The objective of this study was to investigate the relationships between primary implant stability as measured by impact response frequency and the structural parameters of trabecular bone using cone-beam computed tomography(CBCT), excluding the effect of cortical bone thickness.

We measured the impact response of a dental implant placed into swine bone specimens composed of only trabecular bone without the cortical bone layer using an inductive sensor. The peak frequency of the impact response spectrum was determined as an implant stability criterion (SPF). The 3D microstructural parameters were calculated from CT images of the bone specimens obtained using both micro-CT and CBCT.

SPF had significant positive correlations with trabecular bone structural parameters (BV/TV, BV, BS, BSD, Tb.Th, Tb.N, FD, and BS/BV) ( P <0.01) while SPF demonstrated significant negative correlations with other microstructural parameters (Tb.Sp, Tb.Pf, and SMI) using micro-CT and CBCT ( P <0.01).
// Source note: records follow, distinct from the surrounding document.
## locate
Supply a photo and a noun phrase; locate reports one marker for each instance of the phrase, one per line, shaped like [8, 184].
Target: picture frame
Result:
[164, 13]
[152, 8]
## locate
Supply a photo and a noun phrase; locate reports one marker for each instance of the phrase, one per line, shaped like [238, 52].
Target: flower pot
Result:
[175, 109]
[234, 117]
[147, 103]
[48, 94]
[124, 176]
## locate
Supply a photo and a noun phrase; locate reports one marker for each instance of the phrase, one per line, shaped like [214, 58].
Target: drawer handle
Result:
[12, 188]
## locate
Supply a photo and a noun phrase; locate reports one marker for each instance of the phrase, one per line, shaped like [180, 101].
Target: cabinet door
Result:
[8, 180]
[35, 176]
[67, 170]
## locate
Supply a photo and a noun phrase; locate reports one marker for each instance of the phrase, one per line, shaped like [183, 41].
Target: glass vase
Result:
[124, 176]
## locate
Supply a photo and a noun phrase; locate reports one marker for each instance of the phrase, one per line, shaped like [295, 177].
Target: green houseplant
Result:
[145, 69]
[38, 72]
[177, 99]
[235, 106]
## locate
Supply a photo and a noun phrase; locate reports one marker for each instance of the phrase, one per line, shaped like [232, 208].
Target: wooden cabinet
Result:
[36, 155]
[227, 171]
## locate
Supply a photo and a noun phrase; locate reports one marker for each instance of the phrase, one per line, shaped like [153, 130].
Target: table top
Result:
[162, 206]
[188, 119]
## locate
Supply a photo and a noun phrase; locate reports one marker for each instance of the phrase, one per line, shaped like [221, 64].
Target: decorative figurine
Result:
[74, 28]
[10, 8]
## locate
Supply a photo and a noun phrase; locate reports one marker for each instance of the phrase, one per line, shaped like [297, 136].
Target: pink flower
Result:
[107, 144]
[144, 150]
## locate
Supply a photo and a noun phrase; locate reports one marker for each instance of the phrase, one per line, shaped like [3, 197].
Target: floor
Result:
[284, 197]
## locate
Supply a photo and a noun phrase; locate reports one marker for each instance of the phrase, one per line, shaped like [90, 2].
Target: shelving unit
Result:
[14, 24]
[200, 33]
There was an increase in implant stability prediction by combining BV/TV and SMI in the stepwise forward regression analysis. Bone with high volume density and low surface density shows high implant stability. Well-connected thick bone with small marrow spaces also shows high implant stability. The combination of bone density and architectural parameters measured using CBCT can predict the implant stability more accurately than the density alone in clinical diagnoses.